The stairs are my savior, the stairs are my doom. I think I could have made it, up the stairs, through the door, out of the window to the ground waiting below. And out across the sand, there I feel like I could be safe. As though the sand was a talisman, the cacti and their flowers wardens against the demon in my house. Out there, there was something primeval and dangerous. You could lose yourself in the dunes, but no devil would follow. If only the stairs hadn’t broken. Not under me, but under the Thing that came behind. He stepped on a loose step and he fell right through. For a moment I turned around and saw that speck of yellow glow from the stairs, the rest of him was wreathed in darkness. I could see the jagged edges of the steps which morphed almost beautifully into the perfect darkness of his body. The stairs gave me just enough time to think, and be stupid. My original plan had been to charge right through the bathroom adjacent to the stairs case and out that window. But instead I thought, ‘there’s a window closer to the desert, and the ground, in my room.’ I turned left and sprinted down the hallway. I was by no means a fast runner, I ran an incredible twenty two second one hundred meter in high school track. I pretty much came in last every time, but I swear right then I cut the world record in half.

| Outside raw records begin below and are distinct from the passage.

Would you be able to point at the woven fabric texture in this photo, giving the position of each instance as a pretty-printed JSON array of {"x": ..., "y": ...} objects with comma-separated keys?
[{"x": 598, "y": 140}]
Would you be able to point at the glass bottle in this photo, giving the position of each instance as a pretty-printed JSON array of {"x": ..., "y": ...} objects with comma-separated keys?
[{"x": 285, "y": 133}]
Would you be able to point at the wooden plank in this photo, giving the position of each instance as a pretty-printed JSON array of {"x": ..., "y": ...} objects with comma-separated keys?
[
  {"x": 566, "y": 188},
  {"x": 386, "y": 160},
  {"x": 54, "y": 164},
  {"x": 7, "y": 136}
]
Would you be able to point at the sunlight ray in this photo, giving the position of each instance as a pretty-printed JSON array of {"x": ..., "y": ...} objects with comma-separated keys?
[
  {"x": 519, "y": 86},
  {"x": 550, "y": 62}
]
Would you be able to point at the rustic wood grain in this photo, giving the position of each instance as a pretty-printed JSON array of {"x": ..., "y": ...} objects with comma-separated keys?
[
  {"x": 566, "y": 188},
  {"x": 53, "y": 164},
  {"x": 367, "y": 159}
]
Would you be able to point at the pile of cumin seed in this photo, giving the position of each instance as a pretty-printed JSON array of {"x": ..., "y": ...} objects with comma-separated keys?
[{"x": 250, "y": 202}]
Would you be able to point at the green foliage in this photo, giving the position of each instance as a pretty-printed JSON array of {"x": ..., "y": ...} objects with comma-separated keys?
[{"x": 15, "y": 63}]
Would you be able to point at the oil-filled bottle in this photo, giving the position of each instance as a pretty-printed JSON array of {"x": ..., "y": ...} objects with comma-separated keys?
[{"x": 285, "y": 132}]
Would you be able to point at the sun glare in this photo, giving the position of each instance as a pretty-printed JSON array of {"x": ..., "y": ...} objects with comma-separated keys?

I hit the door right as the Thing hit the top step. I reached for the door knob, and stopped, where there should have been a glimmering hopeful piece of bronze was an empty hole. I shoved my weight against the door but it wouldn’t budge. The little tabby thingy on the inside of the door must have gotten stuck, and for one bewildered moment I stopped, trying to remember the name. They have a name don’t they? The little lever thingy on the inside of the door, the thing that keeps it locked? Then I remembered what I was doing, what was chasing me, and jumped back into action. I tried to reach up inside the hole to snick the little lever. I never really had a chance; it took me two or three tries on a good day. I realized I was sobbing, right outside the door to my salvation, I was doomed.
He found me and struck me to the ground, something jabbed me in my back. I screamed loud and clear. And in that moment, in that one single instance, you could hear it. Anyone could. That single silence.
As I faced death itself all I could think about was that little pesky piece of wood and how much I would like it to stop jabbing me. Eventually, it did.
I figured out what he drove, it was The Ferry.


The author's comments:

This piece is about a devil and a girl, and how death conquers all.